This week, the Republican Study Committee released its FY 2014 budget plan which tackles the federal government’s mounting debt without raising taxes. By focusing on cutting spending, the plan will balance the budget by 2017 and provides an outline for reforming the growing pressures of entitlement programs and big government spending.
The RSC budget transforms the U.S. tax system for the 21st century. It would create an optional personal income tax structure far simpler than the current one. This system would feature only two tax rates with a top rate of 25 percent, a generous family exemption (families of four pay no income tax on their first $50,000 of income), and no other deductions or credits. It cuts investment taxation to 15 percent and indexes capital gains to inflation. Those wishing to could remain in the current system.
The RSC budget also lowers the world’s highest corporate income tax rate to 25 percent while enacting a territorial tax system with repatriation. It kills the death tax and ends the marriage penalty. It repeals all $1 trillion in Obamacare tax hikes by repurposing them for comprehensive tax reform.
The budget rolls spending back to its pre-“stimulus,” pre-Obamacare levels and freezes outlays until the budget reaches balance in 2017. After nearly five years of failed spending programs, this forces lawmakers to start prioritizing scarce tax dollars.
The plan repeals the $1.2 trillion in new Obamacare spending and saves Medicare from looming bankruptcy due to skyrocketing healthcare costs and unstable demographic pressures. The RSC budget adopts the commonsense reforms proposed in the House Conference budget that puts patients, not bureaucrats, in charge of their health care decisions.
The budget will put states in charge of Medicaid. The plan empowers local officials to efficiently use tax dollars to aid their communities, releasing policymakers from the strings attached to federal control. The proposal applies the successful model from the 1990s of block granting welfare reform to food stamp programs.

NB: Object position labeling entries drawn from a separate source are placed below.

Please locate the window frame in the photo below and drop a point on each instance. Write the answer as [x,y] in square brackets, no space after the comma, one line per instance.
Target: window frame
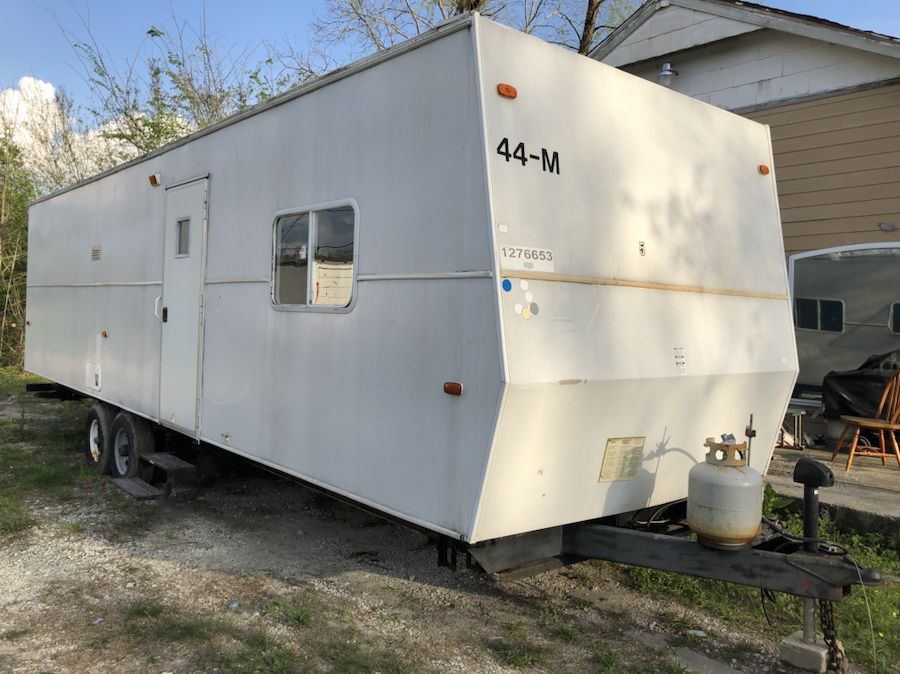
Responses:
[311,248]
[818,301]
[895,306]
[179,226]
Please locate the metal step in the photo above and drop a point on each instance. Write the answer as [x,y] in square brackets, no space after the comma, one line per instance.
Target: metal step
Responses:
[136,487]
[171,464]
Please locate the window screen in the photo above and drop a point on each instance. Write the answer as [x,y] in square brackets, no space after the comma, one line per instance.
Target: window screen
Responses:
[328,280]
[822,315]
[831,315]
[807,313]
[183,237]
[333,265]
[291,263]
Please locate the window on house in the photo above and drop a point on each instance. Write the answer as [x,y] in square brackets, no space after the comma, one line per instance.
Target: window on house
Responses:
[325,278]
[816,314]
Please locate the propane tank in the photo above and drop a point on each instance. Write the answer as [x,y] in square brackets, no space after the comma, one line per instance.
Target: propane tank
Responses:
[725,497]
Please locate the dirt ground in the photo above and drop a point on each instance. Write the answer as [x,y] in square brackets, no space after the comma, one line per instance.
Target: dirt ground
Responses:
[257,574]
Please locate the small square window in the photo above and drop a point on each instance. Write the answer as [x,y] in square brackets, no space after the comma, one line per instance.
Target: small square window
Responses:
[807,313]
[831,315]
[183,238]
[313,258]
[291,259]
[895,317]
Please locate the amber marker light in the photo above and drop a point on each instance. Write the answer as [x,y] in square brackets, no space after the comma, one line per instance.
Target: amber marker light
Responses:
[507,90]
[453,388]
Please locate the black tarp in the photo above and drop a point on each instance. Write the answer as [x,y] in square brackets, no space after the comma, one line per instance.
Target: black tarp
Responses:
[858,392]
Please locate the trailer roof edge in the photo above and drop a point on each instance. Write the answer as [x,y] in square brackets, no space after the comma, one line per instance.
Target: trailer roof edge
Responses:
[448,27]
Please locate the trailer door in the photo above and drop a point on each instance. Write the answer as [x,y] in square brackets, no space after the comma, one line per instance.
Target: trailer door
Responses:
[181,305]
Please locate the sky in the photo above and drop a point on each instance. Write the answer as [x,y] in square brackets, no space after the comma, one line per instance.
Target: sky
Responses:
[32,42]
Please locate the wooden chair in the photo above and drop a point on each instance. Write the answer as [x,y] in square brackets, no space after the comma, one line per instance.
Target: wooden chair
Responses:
[886,422]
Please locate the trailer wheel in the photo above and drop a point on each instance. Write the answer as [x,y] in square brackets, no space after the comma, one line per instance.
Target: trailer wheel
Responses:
[97,437]
[131,438]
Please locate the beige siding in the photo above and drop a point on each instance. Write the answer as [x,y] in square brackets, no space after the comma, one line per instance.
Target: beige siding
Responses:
[837,161]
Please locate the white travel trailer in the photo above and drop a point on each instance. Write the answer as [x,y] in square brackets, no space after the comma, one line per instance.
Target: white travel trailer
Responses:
[846,308]
[476,282]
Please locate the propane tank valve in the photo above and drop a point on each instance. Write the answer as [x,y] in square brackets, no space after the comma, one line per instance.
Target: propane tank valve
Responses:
[724,504]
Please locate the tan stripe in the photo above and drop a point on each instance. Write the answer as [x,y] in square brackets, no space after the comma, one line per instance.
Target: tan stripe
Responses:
[671,287]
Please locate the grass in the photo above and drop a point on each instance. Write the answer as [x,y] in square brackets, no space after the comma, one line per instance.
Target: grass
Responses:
[516,649]
[37,457]
[606,662]
[296,614]
[556,625]
[255,654]
[149,619]
[741,605]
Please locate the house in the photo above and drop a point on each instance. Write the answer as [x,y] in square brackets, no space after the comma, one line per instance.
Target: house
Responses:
[831,97]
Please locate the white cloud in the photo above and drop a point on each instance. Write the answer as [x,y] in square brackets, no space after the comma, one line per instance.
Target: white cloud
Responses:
[56,149]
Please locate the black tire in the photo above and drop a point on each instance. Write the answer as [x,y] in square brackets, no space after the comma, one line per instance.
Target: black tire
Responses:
[97,437]
[131,437]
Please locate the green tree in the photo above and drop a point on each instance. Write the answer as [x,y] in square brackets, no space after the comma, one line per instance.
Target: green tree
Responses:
[16,191]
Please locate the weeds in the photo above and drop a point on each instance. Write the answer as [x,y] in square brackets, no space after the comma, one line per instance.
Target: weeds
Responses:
[295,615]
[741,605]
[516,649]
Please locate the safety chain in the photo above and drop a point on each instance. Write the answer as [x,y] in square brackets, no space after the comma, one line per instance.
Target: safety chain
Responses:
[837,663]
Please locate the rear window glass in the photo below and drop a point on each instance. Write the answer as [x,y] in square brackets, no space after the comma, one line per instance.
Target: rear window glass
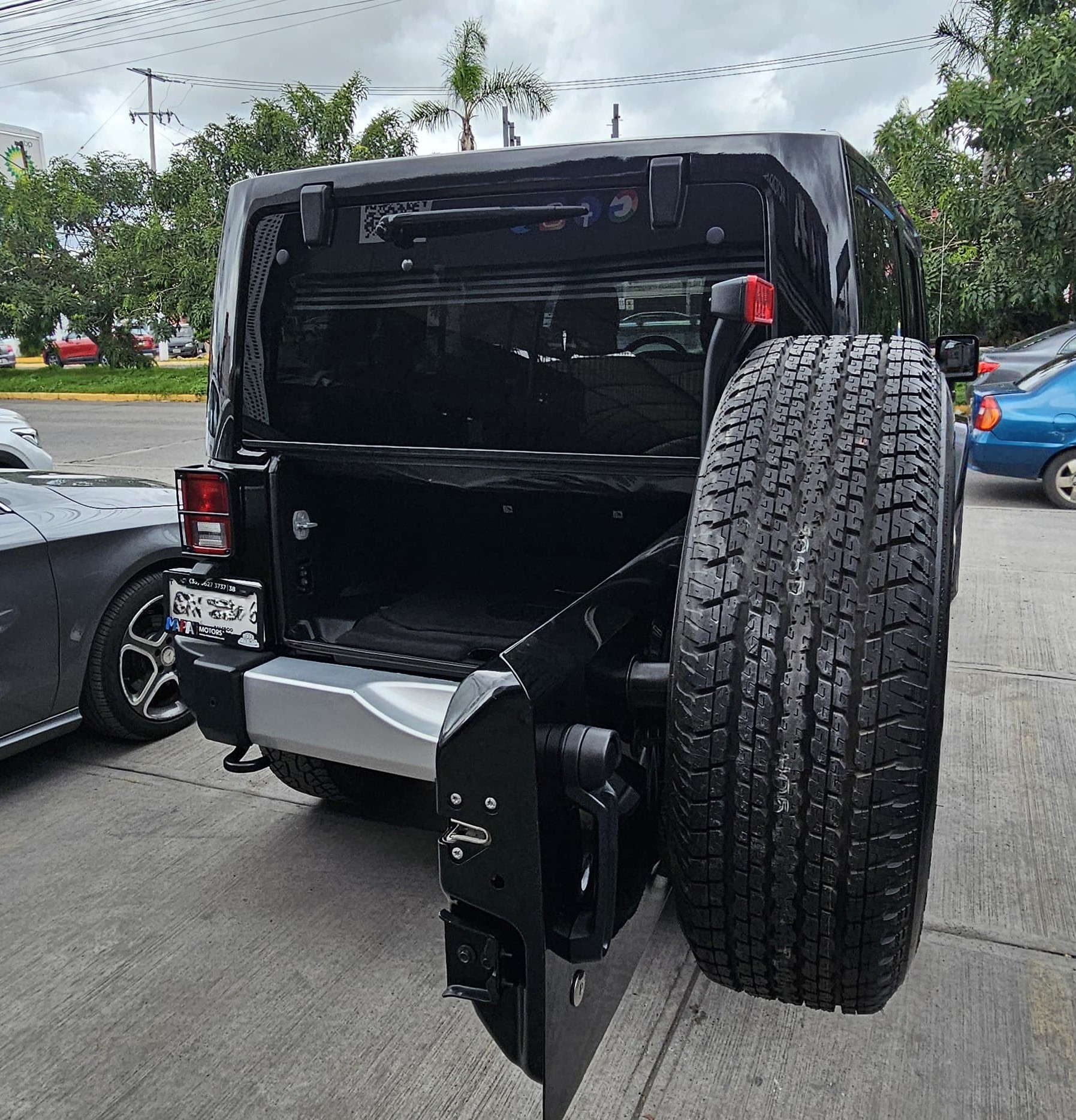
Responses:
[1044,374]
[1042,336]
[584,335]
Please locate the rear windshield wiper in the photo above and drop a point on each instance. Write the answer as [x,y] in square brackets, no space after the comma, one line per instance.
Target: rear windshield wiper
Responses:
[403,229]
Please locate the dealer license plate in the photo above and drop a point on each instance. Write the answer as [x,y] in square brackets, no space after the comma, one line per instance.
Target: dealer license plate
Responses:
[220,610]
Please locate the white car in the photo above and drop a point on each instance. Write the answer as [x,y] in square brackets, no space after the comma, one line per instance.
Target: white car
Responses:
[19,446]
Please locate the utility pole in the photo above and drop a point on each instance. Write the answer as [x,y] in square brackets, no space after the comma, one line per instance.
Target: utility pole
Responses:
[508,130]
[150,79]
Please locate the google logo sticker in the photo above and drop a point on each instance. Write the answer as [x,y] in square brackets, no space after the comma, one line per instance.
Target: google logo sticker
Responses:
[624,205]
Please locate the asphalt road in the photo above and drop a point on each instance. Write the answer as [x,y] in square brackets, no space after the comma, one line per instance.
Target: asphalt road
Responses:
[179,942]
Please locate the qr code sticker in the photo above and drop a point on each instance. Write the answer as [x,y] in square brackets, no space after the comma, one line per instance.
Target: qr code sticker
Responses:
[373,213]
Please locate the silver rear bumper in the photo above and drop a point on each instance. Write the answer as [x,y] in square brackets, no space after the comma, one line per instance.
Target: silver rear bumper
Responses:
[360,717]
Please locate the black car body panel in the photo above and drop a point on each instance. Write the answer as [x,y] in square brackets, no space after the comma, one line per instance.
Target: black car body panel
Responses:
[95,534]
[805,179]
[1029,354]
[552,878]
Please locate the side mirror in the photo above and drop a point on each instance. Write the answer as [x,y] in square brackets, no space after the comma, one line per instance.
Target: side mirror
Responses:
[957,356]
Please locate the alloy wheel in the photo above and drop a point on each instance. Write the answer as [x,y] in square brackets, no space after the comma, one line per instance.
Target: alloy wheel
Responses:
[1065,481]
[148,666]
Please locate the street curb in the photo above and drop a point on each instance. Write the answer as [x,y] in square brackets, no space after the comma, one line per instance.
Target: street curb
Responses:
[102,397]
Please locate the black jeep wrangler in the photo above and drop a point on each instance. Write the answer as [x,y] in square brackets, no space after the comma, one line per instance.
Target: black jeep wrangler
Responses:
[614,489]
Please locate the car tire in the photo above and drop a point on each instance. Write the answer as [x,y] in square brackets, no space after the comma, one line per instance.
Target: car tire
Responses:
[809,671]
[314,776]
[1059,480]
[131,690]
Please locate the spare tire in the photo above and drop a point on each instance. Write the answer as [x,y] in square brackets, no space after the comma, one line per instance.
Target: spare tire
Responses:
[315,776]
[809,671]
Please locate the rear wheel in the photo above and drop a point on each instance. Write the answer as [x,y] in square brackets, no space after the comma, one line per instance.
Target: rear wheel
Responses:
[131,689]
[809,671]
[314,776]
[1059,480]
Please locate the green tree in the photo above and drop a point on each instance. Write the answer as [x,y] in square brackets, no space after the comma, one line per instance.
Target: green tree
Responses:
[300,128]
[472,89]
[388,135]
[71,245]
[992,162]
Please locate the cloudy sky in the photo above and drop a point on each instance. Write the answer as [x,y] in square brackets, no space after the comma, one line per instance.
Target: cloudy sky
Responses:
[71,82]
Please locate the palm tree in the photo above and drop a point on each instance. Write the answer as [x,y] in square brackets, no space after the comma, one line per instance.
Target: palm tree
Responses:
[472,88]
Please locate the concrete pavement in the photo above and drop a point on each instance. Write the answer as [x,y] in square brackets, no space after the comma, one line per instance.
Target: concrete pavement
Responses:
[183,942]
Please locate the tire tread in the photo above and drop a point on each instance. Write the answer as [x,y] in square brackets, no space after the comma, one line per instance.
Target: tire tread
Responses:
[801,738]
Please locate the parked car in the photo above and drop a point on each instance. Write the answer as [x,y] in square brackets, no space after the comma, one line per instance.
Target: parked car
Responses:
[72,348]
[144,342]
[655,330]
[83,607]
[19,446]
[1028,429]
[685,609]
[184,344]
[1007,365]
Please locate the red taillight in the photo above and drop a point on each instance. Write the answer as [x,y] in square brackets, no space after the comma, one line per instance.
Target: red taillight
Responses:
[205,512]
[988,415]
[758,300]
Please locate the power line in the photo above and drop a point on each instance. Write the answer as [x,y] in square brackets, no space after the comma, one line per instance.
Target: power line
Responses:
[184,29]
[362,5]
[730,70]
[109,118]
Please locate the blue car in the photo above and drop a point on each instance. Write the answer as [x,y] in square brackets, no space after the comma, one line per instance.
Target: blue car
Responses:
[1028,429]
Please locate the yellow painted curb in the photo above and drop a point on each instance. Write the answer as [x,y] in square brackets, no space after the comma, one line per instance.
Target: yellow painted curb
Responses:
[101,397]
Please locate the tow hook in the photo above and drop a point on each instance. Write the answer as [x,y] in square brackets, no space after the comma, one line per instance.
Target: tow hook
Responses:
[234,762]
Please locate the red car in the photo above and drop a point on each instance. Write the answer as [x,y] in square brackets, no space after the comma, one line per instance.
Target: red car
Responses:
[80,350]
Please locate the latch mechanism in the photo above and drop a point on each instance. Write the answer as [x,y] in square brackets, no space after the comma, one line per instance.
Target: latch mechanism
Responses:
[302,525]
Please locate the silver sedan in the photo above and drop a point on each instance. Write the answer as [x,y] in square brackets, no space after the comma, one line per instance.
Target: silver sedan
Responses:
[82,609]
[19,445]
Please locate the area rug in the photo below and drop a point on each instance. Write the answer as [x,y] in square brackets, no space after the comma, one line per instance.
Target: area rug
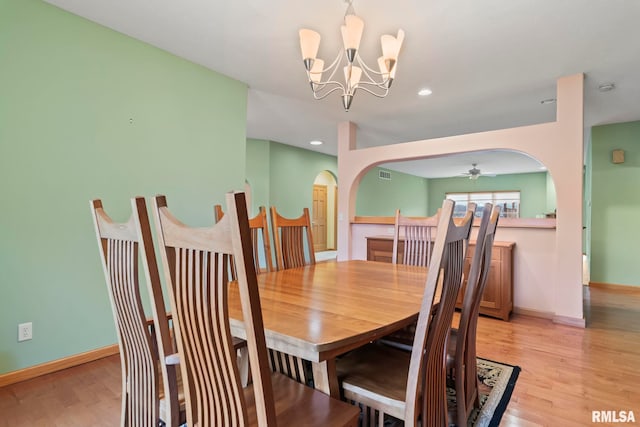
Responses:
[497,381]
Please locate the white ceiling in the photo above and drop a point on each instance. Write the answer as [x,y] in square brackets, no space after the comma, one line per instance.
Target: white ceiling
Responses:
[489,64]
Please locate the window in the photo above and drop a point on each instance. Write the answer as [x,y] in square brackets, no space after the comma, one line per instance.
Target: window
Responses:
[509,201]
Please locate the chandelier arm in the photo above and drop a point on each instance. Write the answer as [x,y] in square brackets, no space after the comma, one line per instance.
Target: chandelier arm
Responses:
[366,67]
[366,70]
[375,85]
[322,96]
[382,95]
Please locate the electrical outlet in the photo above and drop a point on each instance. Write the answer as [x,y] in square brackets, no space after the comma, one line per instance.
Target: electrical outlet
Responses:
[25,331]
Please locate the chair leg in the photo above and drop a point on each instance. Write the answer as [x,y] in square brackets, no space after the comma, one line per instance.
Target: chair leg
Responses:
[243,365]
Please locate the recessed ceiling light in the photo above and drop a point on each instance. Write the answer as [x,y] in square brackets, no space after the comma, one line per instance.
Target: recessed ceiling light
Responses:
[606,87]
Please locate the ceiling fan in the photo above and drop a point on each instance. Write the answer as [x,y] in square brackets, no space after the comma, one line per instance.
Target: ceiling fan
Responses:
[475,173]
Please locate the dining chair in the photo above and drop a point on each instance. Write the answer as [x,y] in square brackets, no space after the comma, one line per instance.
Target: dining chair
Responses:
[461,358]
[289,236]
[151,392]
[412,386]
[259,233]
[417,237]
[196,262]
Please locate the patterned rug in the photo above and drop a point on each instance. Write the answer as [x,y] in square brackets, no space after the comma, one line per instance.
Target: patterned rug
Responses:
[497,381]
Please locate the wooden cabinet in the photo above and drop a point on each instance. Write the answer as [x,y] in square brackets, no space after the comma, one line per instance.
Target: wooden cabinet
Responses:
[497,299]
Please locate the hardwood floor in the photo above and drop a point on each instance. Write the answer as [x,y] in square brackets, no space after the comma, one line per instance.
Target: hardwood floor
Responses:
[566,372]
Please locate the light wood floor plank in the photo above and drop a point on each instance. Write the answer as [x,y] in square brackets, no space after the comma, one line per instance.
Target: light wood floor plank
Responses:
[566,372]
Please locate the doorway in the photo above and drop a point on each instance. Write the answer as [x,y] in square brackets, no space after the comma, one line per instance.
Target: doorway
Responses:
[323,212]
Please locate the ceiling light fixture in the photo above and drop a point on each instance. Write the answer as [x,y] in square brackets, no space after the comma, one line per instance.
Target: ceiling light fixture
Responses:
[357,74]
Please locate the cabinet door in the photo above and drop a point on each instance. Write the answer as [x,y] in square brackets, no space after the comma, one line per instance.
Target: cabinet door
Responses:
[382,250]
[492,296]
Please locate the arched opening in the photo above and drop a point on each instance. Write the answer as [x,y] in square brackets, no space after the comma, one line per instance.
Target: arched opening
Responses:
[519,183]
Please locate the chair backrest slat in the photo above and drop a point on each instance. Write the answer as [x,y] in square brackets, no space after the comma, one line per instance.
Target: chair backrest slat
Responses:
[417,234]
[289,235]
[142,355]
[426,385]
[197,264]
[476,283]
[259,233]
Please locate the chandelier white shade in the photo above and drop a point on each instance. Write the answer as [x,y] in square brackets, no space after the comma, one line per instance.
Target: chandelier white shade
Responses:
[357,74]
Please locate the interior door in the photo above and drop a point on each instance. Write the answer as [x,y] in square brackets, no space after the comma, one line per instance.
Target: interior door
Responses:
[319,218]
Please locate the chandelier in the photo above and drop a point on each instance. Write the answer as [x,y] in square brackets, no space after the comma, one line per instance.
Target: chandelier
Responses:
[357,74]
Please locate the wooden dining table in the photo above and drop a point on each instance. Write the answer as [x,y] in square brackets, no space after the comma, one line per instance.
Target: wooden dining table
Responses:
[321,311]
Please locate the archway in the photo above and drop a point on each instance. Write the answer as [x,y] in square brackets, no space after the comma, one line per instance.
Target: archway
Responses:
[559,145]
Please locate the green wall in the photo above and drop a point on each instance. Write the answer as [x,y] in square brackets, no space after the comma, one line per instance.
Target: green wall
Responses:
[258,173]
[86,112]
[379,197]
[292,172]
[615,204]
[532,187]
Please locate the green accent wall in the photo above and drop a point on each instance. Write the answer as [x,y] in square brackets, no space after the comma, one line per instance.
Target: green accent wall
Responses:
[258,173]
[380,197]
[532,187]
[292,172]
[86,112]
[615,204]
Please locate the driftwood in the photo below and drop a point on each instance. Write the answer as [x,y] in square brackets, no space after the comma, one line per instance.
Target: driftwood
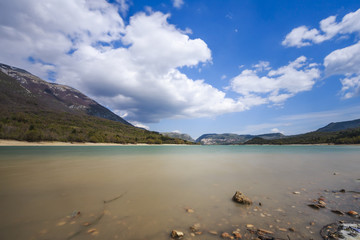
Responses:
[97,219]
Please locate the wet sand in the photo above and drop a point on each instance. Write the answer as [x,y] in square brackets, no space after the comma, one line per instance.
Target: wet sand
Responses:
[149,189]
[4,142]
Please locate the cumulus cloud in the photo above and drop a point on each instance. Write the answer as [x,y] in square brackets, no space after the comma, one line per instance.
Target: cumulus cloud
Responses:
[345,61]
[178,3]
[275,86]
[329,28]
[133,69]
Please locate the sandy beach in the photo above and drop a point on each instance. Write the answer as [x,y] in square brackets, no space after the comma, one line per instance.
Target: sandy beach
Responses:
[24,143]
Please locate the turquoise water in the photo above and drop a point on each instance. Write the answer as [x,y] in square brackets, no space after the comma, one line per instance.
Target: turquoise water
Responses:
[40,188]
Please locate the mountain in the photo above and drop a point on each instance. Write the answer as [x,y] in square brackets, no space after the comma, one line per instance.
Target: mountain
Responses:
[347,132]
[53,96]
[182,136]
[32,109]
[338,126]
[230,138]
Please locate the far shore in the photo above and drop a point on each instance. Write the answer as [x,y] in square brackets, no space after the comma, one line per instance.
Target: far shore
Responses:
[4,142]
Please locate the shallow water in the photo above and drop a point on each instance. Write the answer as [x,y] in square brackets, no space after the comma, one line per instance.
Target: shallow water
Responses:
[152,186]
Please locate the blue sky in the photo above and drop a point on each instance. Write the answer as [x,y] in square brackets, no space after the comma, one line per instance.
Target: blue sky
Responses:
[196,67]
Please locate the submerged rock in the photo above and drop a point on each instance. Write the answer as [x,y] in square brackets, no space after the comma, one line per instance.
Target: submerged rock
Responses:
[239,197]
[176,234]
[346,231]
[195,227]
[226,235]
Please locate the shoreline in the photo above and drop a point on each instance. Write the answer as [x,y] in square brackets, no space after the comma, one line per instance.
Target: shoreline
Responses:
[7,142]
[4,142]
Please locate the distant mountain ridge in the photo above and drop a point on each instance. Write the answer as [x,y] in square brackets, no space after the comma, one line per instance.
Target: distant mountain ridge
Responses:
[347,132]
[57,97]
[182,136]
[231,138]
[32,109]
[338,126]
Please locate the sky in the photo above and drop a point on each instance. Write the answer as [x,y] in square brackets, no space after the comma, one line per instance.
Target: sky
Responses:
[196,67]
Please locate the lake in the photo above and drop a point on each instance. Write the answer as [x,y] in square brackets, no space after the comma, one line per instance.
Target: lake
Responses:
[145,192]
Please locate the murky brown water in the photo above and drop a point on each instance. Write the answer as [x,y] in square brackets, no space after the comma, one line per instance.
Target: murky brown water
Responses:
[41,187]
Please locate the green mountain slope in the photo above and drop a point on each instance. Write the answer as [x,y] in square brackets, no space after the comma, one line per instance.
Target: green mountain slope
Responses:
[34,110]
[348,136]
[338,126]
[231,138]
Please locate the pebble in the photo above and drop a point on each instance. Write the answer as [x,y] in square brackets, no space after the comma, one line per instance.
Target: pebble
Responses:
[195,227]
[338,212]
[265,231]
[176,234]
[226,235]
[189,210]
[61,223]
[352,213]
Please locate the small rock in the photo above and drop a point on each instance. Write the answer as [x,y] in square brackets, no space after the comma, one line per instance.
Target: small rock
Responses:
[226,235]
[239,197]
[189,210]
[338,212]
[92,230]
[195,227]
[315,206]
[213,232]
[265,231]
[61,223]
[176,234]
[352,213]
[237,234]
[321,204]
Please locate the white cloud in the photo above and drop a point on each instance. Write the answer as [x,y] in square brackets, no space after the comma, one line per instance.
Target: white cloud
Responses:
[124,6]
[140,125]
[345,61]
[276,130]
[178,3]
[329,28]
[277,85]
[350,87]
[132,69]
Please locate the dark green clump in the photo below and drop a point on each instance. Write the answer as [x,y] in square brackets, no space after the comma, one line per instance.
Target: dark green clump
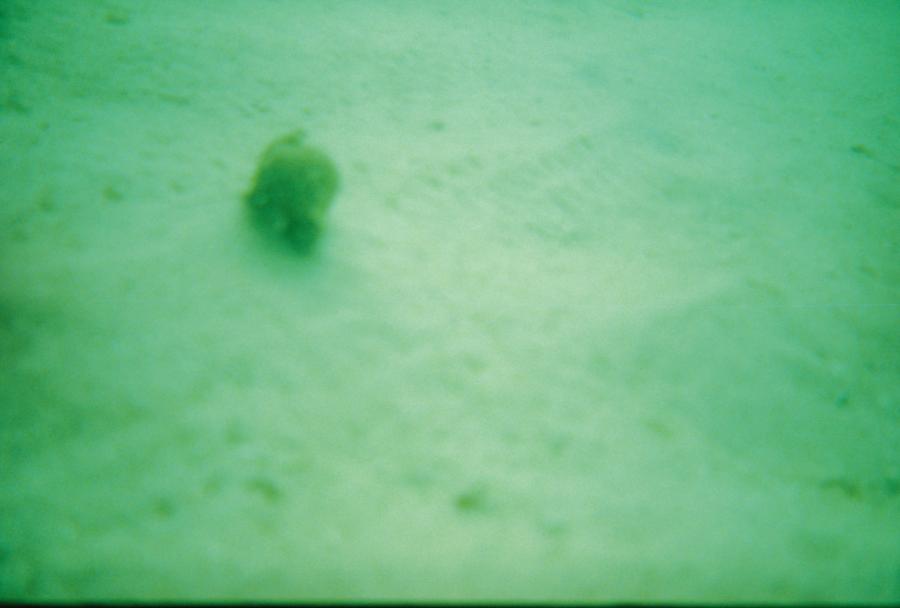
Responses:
[292,191]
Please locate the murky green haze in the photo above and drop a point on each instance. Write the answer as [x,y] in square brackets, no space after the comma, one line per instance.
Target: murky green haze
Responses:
[605,308]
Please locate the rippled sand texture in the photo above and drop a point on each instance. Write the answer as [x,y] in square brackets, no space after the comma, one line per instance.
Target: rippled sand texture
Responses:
[606,308]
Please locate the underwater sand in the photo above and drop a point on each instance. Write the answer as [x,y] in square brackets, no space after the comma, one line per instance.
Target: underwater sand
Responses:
[606,308]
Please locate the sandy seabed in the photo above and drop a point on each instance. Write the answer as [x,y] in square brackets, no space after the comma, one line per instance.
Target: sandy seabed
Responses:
[606,307]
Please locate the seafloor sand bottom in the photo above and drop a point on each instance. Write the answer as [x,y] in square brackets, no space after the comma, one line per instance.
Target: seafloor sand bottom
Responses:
[606,307]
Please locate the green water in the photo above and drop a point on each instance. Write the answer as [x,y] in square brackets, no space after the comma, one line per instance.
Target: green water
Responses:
[605,308]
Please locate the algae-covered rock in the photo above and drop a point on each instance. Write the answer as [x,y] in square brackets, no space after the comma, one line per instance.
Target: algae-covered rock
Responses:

The RSC budget makes changes to strengthen Social Security and reform the program for today’s demands. The plan will adjust the formula by which benefits are calculated, offering more realistic projections for the program’s long term costs. The plan also proposes a gradual increase in the retirement age to accurately reflect modern life expectancies.
This is a conservative blueprint for the reforms that are necessary for lasting American prosperity. Just as the House Conference Budget does, the RSC budget affirms that when lawmakers are willing to do the hard work, the budget can and should be balanced without punishing taxpayers for Washington’s spending addiction.